Peristiwa itu terjadi pada 28 November 2024 di area Perkebunan PT Minamas, Desa Pelanjau Jaya, Kecamatan Marau, Kabupaten Ketapang.
Ketua DPD ARUN Kalbar, Binsar Tua Ritonga, menyatakan bahwa tindakan kekerasan bersenjata terhadap warga sipil di luar konteks konflik bersenjata merupakan pelanggaran hukum dan hak asasi manusia yang berat.
“Penembakan terhadap warga sipil oleh personel aktif TNI AU adalah bentuk penyalahgunaan wewenang militer. Ini mencederai rasa keadilan masyarakat sipil dan prinsip negara hukum,” ujar Binsar.

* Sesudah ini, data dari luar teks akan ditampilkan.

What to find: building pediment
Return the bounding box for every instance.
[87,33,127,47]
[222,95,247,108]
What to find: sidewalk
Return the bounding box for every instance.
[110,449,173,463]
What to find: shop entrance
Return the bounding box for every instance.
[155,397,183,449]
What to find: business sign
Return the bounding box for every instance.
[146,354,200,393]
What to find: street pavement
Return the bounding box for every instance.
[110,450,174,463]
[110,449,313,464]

Ia menambahkan, tidak ada satu pun alasan yang dapat membenarkan penggunaan senjata oleh aparat negara terhadap warga sipil di luar operasi resmi.
ARUN juga menyoroti klaim bahwa kasus ini telah diselesaikan secara damai. Mereka menilai pendekatan tersebut sebagai bentuk pemutihan sepihak yang berpotensi menghilangkan akses korban terhadap keadilan yang substansial.

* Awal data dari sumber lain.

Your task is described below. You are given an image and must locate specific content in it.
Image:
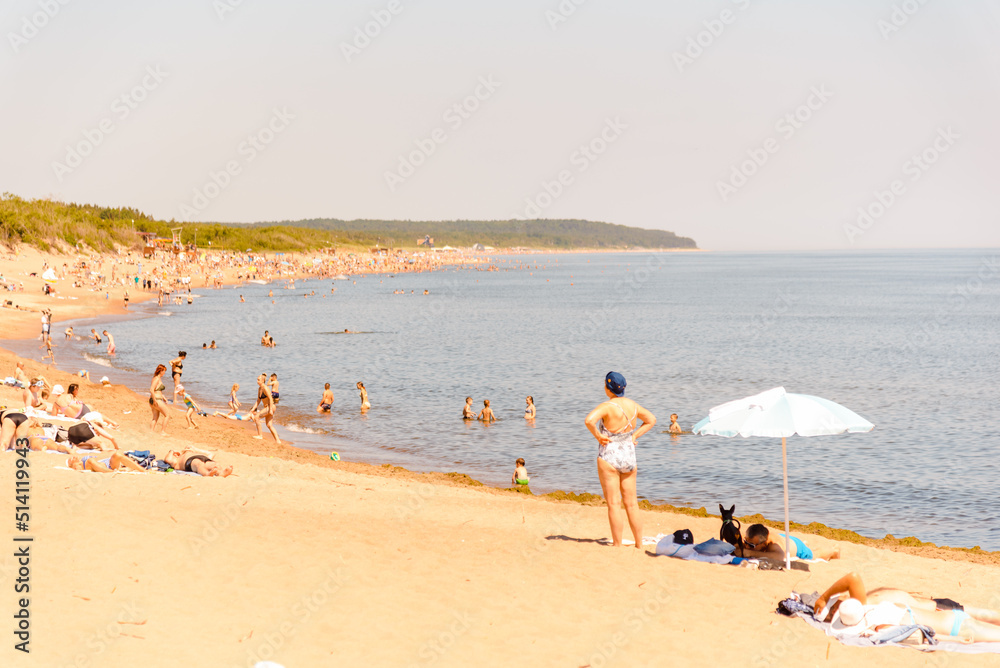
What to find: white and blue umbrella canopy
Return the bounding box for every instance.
[692,386,874,438]
[692,386,873,568]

“Kami menolak penyelesaian sepihak yang justru mengaburkan pelanggaran hukum. Siapa pun pelakunya, termasuk aparat militer, harus tunduk pada proses hukum pidana,” lanjut Binsar.
ARUN Kalbar Mengajukan Sejumlah Tuntutan:
1. Pemeriksaan dan proses hukum secara transparan terhadap oknum anggota Kopasgat pelaku penembakan, baik melalui peradilan militer maupun, bila perlu, peradilan umum.

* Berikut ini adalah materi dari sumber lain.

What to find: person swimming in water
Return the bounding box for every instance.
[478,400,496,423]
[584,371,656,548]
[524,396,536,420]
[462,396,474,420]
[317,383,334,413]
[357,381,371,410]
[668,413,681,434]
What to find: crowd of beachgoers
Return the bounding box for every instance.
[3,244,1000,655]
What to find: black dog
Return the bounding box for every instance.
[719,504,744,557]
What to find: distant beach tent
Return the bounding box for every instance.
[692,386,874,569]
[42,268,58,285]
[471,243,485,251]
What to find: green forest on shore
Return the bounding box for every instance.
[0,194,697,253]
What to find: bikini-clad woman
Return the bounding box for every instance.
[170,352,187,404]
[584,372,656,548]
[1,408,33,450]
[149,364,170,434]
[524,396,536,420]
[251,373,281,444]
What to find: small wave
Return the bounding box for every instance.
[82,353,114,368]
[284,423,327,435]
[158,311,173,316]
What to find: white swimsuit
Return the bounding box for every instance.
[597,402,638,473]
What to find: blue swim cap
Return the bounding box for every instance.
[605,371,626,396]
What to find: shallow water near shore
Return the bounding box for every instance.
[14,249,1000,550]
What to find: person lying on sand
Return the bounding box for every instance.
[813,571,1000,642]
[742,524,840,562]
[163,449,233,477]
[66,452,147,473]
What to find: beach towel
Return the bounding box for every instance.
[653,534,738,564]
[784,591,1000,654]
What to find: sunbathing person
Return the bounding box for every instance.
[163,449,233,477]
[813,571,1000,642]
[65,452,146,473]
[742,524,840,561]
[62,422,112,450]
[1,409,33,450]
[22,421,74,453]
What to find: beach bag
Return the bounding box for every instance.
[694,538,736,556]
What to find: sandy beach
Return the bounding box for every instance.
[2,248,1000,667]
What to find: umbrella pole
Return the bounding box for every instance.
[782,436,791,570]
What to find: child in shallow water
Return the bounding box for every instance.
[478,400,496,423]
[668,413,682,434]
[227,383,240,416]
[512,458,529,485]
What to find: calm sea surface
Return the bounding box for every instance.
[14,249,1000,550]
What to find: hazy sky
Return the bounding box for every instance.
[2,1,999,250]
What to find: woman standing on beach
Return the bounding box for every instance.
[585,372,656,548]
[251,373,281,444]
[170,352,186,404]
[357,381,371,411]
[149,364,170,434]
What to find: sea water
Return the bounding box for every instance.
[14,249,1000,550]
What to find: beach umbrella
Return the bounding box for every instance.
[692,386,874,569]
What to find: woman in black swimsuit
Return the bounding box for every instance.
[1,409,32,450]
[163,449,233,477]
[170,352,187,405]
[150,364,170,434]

2. Penarikan seluruh personel militer aktif dari wilayah perusahaan swasta, khususnya yang tidak memiliki mandat resmi dari pemerintah pusat.
3. Pemeriksaan terhadap peran PT Minamas dalam menghadirkan unsur militer di area perkebunan.
4. Intervensi dari Komnas HAM dan Komnas Perempuan untuk memastikan perlindungan terhadap hak-hak korban dan keluarganya.
Binsar menegaskan bahwa keberadaan TNI di wilayah perkebunan swasta adalah bentuk penyimpangan dari mandat konstitusional TNI sebagai alat pertahanan negara.
“Negara ini dibentuk untuk melindungi rakyat, bukan korporasi. Jika militer digunakan untuk menjaga kepentingan modal dengan mengorbankan keselamatan warga, itu merupakan ancaman serius terhadap demokrasi dan hak asasi manusia,” katanya.
Sebagai lembaga advokasi, ARUN Kalbar menyatakan komitmennya untuk:
1. Mendampingi korban dan keluarganya dalam proses hukum.
2. Mengajukan laporan resmi kepada Panglima TNI, KASAU, dan Komnas HAM.
3. Mengawal kasus ini hingga keadilan ditegakkan secara nyata.
4. Larangan Keterlibatan Militer Aktif dalam Keamanan Swasta.
“Mengacu pada Undang-Undang Nomor 34 Tahun 2004 tentang Tentara Nasional Indonesia, Pasal 39 menegaskan bahwa Prajurit dilarang terlibat dalam kegiatan bisnis dan kegiatan untuk mencari keuntungan pribadi,” katanya.
Dengan demikian, keterlibatan prajurit aktif dalam pengamanan perusahaan, termasuk perkebunan sawit, bertentangan dengan hukum.
“Selain itu, prinsip netralitas TNI mengharuskan institusi tersebut tidak terlibat dalam urusan bisnis dan politik, kecuali dalam konteks Operasi Militer Selain Perang (OMSP) yang didasarkan pada permintaan resmi pemerintah atau keputusan presiden,” tandasnya.